The researchers envision a six-module habitat that could be employed on the Moon or on Mars to handle surgery and tissue repair. The modules are Recovery, Surgery/Telemedicine, Cell Banking, Materials Bioprocessing, and Tissue Engineering. The sixth module provides access, including an air-lock and sterilization chamber. It could be situated underground in a cave—since both Mars and the Moon have lava tubes and caves—or on the surface.
This figure from the research shows a lunar module designed for bio-engineering and surgical repair. Image Credit: Iordachescu et al. 2023
But we’re a long way from building a habitat like the one the researchers envision, and that’s why the BioSPHERE lab at the Boulby Mine is so important. Alongside the Boulby Underground Lab, Iordachescu and her colleagues can begin working on some of these technologies and gathering data that can help prepare them for use.
“These types of metrics can guide system design and help to assess the scientific needs and acceptable timeframes in bioengineering operations under the constraints of isolated environments, such as space habitats,” Iordachescu said. “The data is likely to bring numerous benefits for Earth-based applications as well, such as delivering biomedical interventions in remote areas or in hazardous environments and, more generally, understanding biomedical workflows in these non-ideal environments.”
This illustration shows the Materials Bioprocessing module. Since the module will be in a low-gravity environment, fluid gel baths provide support while materials are bioprinted. Image Credit: Iordachescu et al. 2023
In the near term, traditional medical technologies like methods of tissue reconstruction will likely be used in Artemis and other endeavours. But with research like this getting more focus, things will change.
“With further development of tissue engineering and 3D biofabrication technologies over the following years, more complex, personalized tissues and ultimately organ-like structures could be generated in an isolated environment,” the authors write. “Over the next years, it will be essential to generate further predictions on these matters, which will ultimately dictate the design of these space settlements and the technology required to support these,” Iordachescu and her colleagues conclude.

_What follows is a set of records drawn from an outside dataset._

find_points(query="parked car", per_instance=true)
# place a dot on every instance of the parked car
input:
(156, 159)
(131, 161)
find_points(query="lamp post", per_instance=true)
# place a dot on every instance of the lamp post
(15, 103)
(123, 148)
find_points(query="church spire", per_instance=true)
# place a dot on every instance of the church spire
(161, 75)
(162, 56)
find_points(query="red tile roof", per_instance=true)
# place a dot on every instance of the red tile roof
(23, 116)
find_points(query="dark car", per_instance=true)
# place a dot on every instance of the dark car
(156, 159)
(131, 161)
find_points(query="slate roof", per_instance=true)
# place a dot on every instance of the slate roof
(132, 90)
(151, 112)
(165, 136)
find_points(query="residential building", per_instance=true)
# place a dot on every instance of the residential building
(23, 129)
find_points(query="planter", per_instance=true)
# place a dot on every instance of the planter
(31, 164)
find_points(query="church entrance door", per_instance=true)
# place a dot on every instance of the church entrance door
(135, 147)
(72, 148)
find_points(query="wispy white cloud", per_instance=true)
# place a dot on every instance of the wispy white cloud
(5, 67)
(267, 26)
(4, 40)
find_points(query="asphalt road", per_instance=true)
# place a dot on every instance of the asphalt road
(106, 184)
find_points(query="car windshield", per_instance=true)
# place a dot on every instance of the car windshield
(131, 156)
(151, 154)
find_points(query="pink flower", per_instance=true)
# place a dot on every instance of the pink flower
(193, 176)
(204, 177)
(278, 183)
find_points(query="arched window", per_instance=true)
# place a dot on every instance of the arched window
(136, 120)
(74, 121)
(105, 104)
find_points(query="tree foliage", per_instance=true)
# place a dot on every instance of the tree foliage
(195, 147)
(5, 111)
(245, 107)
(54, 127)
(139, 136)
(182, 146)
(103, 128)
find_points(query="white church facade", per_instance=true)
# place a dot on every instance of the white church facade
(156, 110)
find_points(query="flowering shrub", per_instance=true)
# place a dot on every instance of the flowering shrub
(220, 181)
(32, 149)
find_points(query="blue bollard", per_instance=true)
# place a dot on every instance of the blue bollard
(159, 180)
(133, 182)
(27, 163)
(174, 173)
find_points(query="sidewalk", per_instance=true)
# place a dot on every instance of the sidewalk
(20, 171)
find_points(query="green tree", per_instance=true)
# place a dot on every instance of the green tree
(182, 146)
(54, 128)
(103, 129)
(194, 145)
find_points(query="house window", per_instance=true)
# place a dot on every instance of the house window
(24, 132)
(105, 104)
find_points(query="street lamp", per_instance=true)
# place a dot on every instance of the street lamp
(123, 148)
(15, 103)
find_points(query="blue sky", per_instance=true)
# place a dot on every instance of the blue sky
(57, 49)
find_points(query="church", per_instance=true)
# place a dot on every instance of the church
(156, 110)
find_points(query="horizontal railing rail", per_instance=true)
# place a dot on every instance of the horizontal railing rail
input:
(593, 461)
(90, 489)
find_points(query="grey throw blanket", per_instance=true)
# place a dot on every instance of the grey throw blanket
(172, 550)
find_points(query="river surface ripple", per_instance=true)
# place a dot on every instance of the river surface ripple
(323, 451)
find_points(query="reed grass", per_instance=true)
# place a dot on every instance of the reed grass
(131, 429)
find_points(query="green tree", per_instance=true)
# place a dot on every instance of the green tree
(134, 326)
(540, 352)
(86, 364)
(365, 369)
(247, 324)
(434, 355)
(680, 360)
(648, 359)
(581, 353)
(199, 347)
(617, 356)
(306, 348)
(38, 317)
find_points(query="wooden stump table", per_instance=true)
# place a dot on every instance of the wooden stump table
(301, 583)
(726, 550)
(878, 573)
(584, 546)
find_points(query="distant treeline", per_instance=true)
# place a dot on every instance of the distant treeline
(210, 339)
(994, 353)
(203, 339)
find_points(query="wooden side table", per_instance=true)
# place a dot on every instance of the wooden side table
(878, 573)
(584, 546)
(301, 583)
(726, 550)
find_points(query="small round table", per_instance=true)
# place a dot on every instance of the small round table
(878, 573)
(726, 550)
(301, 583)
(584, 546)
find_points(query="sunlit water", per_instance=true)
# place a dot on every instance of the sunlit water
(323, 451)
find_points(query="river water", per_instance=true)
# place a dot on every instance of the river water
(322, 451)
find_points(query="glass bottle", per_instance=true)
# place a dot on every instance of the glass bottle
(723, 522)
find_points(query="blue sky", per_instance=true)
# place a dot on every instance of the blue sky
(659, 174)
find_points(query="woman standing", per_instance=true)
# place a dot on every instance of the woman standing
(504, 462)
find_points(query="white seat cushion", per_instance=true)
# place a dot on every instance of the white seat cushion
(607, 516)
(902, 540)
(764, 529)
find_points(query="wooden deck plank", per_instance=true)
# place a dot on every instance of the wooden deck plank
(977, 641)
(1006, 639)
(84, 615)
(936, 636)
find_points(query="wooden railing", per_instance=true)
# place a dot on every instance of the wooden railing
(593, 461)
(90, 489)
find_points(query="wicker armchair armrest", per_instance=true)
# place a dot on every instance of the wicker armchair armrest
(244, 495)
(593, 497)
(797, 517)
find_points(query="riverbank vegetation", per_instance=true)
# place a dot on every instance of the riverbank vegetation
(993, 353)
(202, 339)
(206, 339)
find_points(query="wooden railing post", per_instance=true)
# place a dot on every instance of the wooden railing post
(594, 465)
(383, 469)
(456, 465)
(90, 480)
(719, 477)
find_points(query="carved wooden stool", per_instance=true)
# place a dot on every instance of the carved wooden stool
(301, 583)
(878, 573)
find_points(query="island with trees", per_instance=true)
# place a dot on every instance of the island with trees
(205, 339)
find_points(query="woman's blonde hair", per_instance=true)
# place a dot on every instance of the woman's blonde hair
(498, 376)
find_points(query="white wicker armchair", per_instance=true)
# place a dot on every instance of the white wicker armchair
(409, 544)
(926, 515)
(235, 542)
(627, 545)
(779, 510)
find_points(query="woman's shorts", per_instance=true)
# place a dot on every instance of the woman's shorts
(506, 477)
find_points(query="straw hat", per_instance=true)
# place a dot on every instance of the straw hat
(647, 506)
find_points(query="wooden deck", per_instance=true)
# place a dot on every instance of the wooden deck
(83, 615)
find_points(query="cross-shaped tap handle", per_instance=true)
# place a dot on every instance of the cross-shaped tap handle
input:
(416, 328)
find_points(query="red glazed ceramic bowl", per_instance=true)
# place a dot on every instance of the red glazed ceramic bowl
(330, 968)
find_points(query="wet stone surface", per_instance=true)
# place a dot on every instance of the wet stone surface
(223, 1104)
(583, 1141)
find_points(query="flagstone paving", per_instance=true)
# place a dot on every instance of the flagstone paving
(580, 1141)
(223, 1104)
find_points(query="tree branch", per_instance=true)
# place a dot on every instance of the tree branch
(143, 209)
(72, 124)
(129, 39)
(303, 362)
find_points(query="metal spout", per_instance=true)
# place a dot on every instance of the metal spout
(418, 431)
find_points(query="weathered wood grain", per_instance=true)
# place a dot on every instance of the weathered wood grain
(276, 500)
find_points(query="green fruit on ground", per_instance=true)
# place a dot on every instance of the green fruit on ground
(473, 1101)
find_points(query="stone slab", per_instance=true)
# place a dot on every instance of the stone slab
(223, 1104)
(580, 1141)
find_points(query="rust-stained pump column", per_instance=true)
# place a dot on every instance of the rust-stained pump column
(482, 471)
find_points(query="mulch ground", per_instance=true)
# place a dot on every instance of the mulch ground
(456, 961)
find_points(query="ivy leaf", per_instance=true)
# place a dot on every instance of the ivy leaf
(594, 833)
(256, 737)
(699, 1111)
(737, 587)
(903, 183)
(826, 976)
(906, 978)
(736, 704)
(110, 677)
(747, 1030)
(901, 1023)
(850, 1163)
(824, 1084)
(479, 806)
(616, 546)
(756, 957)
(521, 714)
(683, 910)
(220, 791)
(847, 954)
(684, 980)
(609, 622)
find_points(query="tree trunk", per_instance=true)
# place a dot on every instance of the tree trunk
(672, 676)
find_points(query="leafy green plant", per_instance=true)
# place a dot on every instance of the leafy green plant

Dr. Professor Sean Paling, Director and Senior Scientist at the Boulby Underground Laboratory, where Iordachescu and her team will build the lab, is enthused about the project.
“We are very pleased to be working with Dr. Iordachescu and the team from the University of Birmingham on this exciting work,” Paling said. “The challenges ahead for humankind in exploring habitats beyond Earth are clearly many and significant. The Bio-SPHERE project promises to help answer some key logistical questions in establishing sustainable living conditions in remote, subterranean environments and, in doing so, will significantly contribute to the essential preparations for our collective long, difficult and exciting journey ahead. It is also a great example of the diverse range of science studies that can be carried out in a deep underground science facility, and we are very happy to be hosting it.”